I think the key is still the $O(n^2)$ intersection graph construction algorithm it mentions early, (or see Edelsbrunner, H. (1987), Algorithms in Combinatorial Geometry, chapter 7). Afterwards the maximun enclosing circle finding should be straightforward.
Apparently, this problem is equivalent to find the point covered by maximum number of given circles and it is easily to know only those mostly $2n^2$ points intersected by given n circles need to be considered as candidates. (This also leads a $O(n^2log(n))$ algorithm directly )
However, by utilizing the above mentioned $O(n^2)$ construction algorithm, it leads an $O(n^2)$ algorithm for this problem, too. Because the intersection graph constructed with vertices as intersection points and edges as arcs is an Euler planar graph. So one can just travel all the arcs through an Euler cycle and an order of arcs indexed by the indexes of circles it belongs to and information of whether any arc is a "leaving away arc" (curved backwards) or "entering into arc" (curved forwards) for the met-during-travling vertice which this arc is incident on will be recorded.
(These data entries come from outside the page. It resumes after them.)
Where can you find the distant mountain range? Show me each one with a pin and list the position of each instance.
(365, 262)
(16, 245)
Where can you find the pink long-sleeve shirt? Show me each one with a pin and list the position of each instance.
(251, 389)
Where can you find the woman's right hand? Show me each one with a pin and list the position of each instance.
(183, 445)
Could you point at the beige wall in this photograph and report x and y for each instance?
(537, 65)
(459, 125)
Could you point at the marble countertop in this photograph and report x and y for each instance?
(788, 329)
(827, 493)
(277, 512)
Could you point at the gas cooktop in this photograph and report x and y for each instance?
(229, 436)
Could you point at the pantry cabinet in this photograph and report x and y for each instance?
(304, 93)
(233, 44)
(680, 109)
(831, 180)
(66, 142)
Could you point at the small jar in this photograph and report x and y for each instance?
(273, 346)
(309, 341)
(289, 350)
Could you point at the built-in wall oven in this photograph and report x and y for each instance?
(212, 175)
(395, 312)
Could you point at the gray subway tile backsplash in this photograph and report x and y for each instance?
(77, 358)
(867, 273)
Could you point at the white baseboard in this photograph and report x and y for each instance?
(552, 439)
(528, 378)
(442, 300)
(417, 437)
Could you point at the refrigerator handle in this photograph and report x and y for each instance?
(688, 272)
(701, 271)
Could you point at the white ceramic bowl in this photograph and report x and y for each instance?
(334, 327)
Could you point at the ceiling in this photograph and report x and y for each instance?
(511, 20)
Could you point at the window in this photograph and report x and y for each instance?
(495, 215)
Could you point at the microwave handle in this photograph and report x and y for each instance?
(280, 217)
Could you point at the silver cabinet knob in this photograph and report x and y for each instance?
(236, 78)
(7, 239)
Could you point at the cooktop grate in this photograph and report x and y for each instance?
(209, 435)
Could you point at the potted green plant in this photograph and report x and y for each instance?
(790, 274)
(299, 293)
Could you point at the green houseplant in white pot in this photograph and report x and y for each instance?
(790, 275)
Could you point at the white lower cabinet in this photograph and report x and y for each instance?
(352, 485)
By Jordan's theorem an intersection vertice is enclosed by a circle only if it meets a "leaving away arc" belonging to that circle first or has an incident arc belonging to that circle. So after the whole travel, the maximum enclosing circle can be easily found. It is simliar to the case of deciding the covering times for points with ordered intervals along a straight line, (or i.e. the 1D version of this enclosing problem), except the order has already been given by the travel. While by Euler's formular $V + E - F = 2$ for a planar graph, the total number of arcs is linear with the number of vertices, and since one does not need to record related information again when traveling back to vertices already visited, by handshaking lemma, the total time cost will be $O(n^2)$.